Possible metadata delay with gridftp + eos fusex

Hi all,

We’re setting up a gridftp for CMS Phedex transfers. For several transfers we’ve gotten errors about checksum mismatch. The phedex tools do in fact see differing checksums.

However, when we transfer files manually, we get the correct checksums.
In fact: the checksums in EOS are always correct. We’re wondering if there is a timing issue at play, where the fusex mount does not see the full write of the file yet, causing those errors.

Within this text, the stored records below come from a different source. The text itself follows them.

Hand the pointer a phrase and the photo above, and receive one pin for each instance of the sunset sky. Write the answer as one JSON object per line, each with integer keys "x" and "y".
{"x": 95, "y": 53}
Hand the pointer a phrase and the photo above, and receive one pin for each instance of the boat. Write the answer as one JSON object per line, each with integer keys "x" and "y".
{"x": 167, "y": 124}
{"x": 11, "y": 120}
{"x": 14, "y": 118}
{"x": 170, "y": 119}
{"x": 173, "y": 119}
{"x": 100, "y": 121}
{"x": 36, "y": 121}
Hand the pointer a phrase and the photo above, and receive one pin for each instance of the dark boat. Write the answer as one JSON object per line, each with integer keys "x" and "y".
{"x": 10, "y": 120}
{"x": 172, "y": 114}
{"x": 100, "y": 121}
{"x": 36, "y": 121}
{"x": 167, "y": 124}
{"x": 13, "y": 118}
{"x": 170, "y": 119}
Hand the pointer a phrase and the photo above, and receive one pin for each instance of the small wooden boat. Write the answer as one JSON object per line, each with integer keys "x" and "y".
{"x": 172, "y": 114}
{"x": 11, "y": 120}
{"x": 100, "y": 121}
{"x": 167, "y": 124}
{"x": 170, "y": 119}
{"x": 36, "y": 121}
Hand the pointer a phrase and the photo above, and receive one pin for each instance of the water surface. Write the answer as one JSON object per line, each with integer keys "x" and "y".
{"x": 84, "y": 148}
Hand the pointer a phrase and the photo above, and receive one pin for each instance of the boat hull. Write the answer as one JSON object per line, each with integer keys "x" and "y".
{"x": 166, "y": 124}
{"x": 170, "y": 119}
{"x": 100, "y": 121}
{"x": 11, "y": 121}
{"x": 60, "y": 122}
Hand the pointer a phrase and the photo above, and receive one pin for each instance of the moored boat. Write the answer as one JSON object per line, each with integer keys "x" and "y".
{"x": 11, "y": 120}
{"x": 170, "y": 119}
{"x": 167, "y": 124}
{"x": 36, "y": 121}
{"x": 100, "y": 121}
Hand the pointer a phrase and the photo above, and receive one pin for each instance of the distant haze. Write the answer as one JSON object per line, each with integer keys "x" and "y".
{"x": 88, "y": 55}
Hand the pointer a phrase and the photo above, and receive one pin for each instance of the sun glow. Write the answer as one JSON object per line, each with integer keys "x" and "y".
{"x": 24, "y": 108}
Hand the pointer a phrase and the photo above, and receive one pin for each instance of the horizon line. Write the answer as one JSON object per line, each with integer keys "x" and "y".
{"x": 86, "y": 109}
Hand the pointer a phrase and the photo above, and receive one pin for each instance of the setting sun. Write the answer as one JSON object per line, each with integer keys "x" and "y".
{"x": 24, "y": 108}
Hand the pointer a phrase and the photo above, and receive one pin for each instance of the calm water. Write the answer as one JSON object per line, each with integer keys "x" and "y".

We checked already, that the zmq connection between MGM and the fusex client is there. This seems in order. Now we are wondering: are there any other tunings to consider for the fuse mount, or should we use a different config altogether, not fuse, but … ?

Best,
Erich

You should not run gridFTP on top of FUSEX mount. There is a DSI plug-in for gridftp, which is much better, because the checksum check is integrated.

Hi @apeters,

and thanks for the advice. We’ve successfully switched to the xrootd-dsi plugin, taken from here,
https://storage-ci.web.cern.ch/storage-ci/xrootd-dsi/tag/cc-7/x86_64/

The virtual mountpoint for our EOS instance seems correct with

export XROOTD_VMP="eos.grid.vbc.ac.at:1094:/eos/vbc=/eos/vbc"
export XROOTD_DSI_EOS=1         # enable ALL the EOS specifics

We’re now getting successful file transfers, it appears the checksum issue is gone.
However, we noticed all gridftp transfers are now mapped as root, even though the spawned gridftp processes are running with their appropriate uids (from the mapping through LCMAPS).

# in eos mgm log
# example 1
200720 16:40:02 time=1595256002.392300 func=IdMap                    level=INFO  logid=static.............................. unit=mgm@mgm-1.eos.grid.vbc.ac.at:1094 tid=00007f4fe71ea700 source=Mapping:993                    tident= sec=(null) uid=99 gid=99 name=- geo="" sec.prot=sss sec.name="root" sec.host="gridftp-1.grid.vbc.ac.at" sec.vorg="" sec.grps="root" sec.role="" sec.info="" sec.app="eos/gridftp" sec.tident="grid.cms.31198:390@gridftp-1.grid.vbc.ac.at" vid.uid=0 vid.gid=0

#example 2
200720 16:52:31 228429 XrootdXeq: grid.cms.32876:458@gridftp-1.grid.vbc.ac.at pvt IPv4 login as root
200720 16:52:31 time=1595256751.689879 func=IdMap                    level=INFO  logid=static.............................. unit=mgm@mgm-1.eos.grid.vbc.ac.at:1094 tid=00007f4fe39f6700 source=Mapping:993                    tident= sec=(null) uid=99 gid=99 name=- geo="" sec.prot=sss sec.name="root" sec.host="gridftp-1.grid.vbc.ac.at" sec.vorg="" sec.grps="root" sec.role="" sec.info="" sec.app="eos/gridftp" sec.tident="grid.cms.32876:458@gridftp-1.grid.vbc.ac.at" vid.uid=0 vid.gid=0

# in gridftp log
[30902] Mon Jul 20 16:36:04 2020 :: DN /DC=ch/DC=cern/OU=Organic Units/OU=Users/CN=ouruser/CN=123456/CN=Our User successfully authorized.
[30902] Mon Jul 20 16:36:04 2020 :: User grid.cms.prod successfully authorized.
[30902] Mon Jul 20 16:36:05 2020 :: Starting to transfer "/eos/vbc/experiments/cms/store/PhEDEx_LoadTest07/LoadTest07_Debug_ES_PIC/AT_Vienna/81/LoadTest07_PIC_D5_uXl4W6dhlONtzZiw_81".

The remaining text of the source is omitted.